Sie hob den Kopf und erkannte, dass ihre Füße dunkelviolett und geschwollen waren, die umgebende Haut schuppig und gelblich. »Nein, o Gott. O Gott, nein, nein.« In ihrem Schockzustand hatte sie beinahe das Gefühl, dass diese Füße einer anderen gehörten, irgendjemandem, bloß nicht ihr. Man hatte ihr Wattekügelchen zwischen die Zehen gesteckt. An ihrem linken Bein zogen sich rotblaue Linien hinauf. Der Ausbilder rieb ihr mit einem feuchten Waschlappen die Füße ein, und sie spürte das Wasser nicht, obwohl es vom Tuch über ihre Zehen tropfte und wie Glasperlen durch die Luft davonwirbelte.
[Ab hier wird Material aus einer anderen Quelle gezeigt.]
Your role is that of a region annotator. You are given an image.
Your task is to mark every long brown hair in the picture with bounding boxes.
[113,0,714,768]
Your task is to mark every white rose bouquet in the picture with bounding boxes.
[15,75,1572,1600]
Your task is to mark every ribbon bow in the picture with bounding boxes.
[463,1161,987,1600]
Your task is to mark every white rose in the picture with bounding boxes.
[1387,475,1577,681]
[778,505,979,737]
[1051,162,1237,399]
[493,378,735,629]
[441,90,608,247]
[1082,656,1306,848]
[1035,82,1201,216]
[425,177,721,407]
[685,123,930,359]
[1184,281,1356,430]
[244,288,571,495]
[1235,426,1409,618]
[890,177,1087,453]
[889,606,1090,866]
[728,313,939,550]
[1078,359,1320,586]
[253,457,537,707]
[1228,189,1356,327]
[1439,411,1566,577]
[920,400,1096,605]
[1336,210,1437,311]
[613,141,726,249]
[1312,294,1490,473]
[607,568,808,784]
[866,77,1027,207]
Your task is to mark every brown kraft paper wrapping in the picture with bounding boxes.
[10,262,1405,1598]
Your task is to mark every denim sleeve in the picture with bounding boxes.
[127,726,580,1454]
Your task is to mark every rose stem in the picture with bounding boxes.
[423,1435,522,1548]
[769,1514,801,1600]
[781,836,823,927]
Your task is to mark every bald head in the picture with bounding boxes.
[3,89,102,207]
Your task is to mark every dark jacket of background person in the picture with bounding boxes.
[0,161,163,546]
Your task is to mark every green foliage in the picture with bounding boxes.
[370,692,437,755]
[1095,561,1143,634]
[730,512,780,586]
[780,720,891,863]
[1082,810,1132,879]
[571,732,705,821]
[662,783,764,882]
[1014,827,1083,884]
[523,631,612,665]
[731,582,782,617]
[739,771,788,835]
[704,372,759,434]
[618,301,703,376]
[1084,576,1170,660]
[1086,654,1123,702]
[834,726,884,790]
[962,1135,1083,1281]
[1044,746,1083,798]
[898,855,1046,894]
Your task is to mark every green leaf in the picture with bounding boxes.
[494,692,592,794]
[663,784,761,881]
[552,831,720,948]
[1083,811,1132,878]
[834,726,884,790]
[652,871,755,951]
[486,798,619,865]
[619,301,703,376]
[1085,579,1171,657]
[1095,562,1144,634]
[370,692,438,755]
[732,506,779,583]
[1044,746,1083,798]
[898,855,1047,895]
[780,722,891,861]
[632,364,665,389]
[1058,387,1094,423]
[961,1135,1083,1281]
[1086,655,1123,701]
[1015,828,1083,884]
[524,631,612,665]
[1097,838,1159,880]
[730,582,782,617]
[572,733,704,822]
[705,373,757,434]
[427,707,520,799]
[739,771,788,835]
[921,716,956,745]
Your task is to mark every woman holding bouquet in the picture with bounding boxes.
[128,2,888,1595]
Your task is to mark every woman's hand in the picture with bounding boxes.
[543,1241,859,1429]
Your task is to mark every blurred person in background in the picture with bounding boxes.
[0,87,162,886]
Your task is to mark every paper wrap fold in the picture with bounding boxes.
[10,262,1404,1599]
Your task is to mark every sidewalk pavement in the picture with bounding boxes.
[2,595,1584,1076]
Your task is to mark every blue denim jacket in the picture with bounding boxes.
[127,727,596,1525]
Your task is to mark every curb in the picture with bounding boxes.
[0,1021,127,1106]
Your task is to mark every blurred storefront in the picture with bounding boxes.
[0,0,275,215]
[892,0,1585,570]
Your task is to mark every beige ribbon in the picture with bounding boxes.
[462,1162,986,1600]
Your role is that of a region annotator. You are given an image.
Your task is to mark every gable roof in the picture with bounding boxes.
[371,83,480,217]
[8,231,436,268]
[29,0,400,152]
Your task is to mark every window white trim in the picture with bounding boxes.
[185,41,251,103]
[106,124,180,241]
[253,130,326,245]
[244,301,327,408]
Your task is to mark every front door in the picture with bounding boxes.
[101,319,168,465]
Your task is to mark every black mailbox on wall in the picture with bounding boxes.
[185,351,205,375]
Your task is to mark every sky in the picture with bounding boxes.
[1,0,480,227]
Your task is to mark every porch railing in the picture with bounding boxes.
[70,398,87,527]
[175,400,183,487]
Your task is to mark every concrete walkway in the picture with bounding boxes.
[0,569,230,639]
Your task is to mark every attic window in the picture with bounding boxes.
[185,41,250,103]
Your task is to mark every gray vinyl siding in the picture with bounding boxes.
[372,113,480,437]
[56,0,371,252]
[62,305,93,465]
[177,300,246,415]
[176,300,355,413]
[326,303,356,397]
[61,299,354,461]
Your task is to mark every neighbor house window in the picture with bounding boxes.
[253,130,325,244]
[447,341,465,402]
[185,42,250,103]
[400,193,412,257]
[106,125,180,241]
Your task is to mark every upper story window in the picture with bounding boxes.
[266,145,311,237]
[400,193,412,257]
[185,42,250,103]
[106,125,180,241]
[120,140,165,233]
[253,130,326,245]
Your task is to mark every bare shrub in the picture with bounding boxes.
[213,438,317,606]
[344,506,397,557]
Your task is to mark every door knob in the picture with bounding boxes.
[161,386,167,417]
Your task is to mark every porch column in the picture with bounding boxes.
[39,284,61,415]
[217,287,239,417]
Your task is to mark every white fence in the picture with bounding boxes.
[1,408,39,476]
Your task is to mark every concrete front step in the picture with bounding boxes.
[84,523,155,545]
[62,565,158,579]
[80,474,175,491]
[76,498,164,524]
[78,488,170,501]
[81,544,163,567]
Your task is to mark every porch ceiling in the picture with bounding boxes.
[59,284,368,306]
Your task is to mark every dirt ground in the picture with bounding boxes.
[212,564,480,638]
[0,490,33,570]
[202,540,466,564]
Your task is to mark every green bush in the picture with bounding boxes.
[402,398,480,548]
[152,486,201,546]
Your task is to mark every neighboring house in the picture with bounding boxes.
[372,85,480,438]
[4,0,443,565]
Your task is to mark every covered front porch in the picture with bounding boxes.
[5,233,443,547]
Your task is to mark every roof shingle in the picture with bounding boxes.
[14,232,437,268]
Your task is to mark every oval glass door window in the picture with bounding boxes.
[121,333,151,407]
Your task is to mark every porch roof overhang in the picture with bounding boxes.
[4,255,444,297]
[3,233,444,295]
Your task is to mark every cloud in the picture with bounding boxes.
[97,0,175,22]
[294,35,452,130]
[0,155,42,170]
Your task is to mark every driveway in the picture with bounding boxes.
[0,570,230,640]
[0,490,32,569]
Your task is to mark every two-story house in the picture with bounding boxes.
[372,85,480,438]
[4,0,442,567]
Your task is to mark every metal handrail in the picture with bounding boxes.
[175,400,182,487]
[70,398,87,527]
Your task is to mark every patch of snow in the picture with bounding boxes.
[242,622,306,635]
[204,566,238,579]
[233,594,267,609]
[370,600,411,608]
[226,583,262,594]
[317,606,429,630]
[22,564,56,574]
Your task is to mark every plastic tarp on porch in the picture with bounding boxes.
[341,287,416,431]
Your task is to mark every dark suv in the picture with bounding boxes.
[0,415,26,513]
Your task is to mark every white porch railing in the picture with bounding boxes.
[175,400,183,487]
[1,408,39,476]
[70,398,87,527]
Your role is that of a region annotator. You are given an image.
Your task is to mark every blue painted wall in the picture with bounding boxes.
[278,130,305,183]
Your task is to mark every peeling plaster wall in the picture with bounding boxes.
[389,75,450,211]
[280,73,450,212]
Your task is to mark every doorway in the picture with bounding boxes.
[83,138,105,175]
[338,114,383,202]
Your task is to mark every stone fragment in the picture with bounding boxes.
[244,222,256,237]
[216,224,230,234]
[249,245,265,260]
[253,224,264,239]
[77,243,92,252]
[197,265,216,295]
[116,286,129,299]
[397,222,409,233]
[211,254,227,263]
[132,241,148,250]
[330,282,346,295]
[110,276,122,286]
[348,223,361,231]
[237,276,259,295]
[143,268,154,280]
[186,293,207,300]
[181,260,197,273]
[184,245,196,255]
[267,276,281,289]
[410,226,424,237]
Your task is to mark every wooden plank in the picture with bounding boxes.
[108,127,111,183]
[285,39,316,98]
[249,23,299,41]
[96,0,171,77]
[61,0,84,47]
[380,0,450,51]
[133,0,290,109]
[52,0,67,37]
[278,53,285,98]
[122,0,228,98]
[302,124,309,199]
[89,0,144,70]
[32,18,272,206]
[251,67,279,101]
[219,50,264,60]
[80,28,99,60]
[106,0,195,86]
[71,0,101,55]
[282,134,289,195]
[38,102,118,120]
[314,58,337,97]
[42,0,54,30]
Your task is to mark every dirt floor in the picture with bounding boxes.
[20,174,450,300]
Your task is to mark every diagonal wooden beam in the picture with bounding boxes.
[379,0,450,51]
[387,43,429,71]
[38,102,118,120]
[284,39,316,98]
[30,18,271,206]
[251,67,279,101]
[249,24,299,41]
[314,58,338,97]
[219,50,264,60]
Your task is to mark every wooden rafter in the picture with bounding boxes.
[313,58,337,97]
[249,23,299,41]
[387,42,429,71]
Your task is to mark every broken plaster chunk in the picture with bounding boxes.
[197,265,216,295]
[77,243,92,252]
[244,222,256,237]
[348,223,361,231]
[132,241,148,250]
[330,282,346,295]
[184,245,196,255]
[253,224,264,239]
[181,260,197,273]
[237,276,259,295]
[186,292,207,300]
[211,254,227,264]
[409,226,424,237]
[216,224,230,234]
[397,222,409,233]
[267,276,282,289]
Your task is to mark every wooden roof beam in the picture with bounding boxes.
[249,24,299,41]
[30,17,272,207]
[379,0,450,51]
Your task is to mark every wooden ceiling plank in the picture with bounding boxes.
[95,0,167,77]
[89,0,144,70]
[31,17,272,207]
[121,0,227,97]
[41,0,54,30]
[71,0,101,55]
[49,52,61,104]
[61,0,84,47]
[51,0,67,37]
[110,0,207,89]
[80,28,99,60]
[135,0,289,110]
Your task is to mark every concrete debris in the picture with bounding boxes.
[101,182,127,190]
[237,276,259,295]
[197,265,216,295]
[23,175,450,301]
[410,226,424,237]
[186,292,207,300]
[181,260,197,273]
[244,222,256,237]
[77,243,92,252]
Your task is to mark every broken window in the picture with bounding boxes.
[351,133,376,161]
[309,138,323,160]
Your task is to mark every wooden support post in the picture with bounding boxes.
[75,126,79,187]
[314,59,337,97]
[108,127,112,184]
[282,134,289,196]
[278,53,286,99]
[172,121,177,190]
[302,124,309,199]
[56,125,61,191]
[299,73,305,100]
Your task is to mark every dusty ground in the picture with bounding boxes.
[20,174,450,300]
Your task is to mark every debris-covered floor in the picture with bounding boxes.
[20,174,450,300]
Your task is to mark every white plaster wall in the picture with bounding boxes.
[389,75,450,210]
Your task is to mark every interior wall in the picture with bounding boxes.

»Ihr Bewusstsein ist getrübt, vielleicht hat sich die Unterkühlung auf Ihr Gedächtnis ausgewirkt«, sagte er. »First Lieutenant Stillwell und Petty Officer Alexis haben Sie geborgen und hier stabilisiert. Sie sind in Sicherheit.«

»Die kenne ich nicht.« Die Namen waren ihr fremd. Den Quadlander hatte doch First Lieutenant Ruddiker zusammen mit Petty Officer Lee gesteuert. Stillwell und Alexis sagten ihr nichts. Das Eckfenster umrahmte einen Blick auf die ferne, von Dunst und Eis marmorierte Erde. Ihre Gedanken weilten bei ihrem Körper im Raumanzug, der dort unten in der Wildnis starb, dabei konnte sie sehen, dass der Raumanzug im Kabinenschrank hing, hellorange, wie die Tarnkleidung eines Jägers. Verdammt, was ist mit mir los? Obwohl ihre Hand- und Fußgelenke mit Verbänden umwickelt waren, die nach Salben rochen, brannte ihre Haut, als hätte ihr jemand Säure darübergeschüttet.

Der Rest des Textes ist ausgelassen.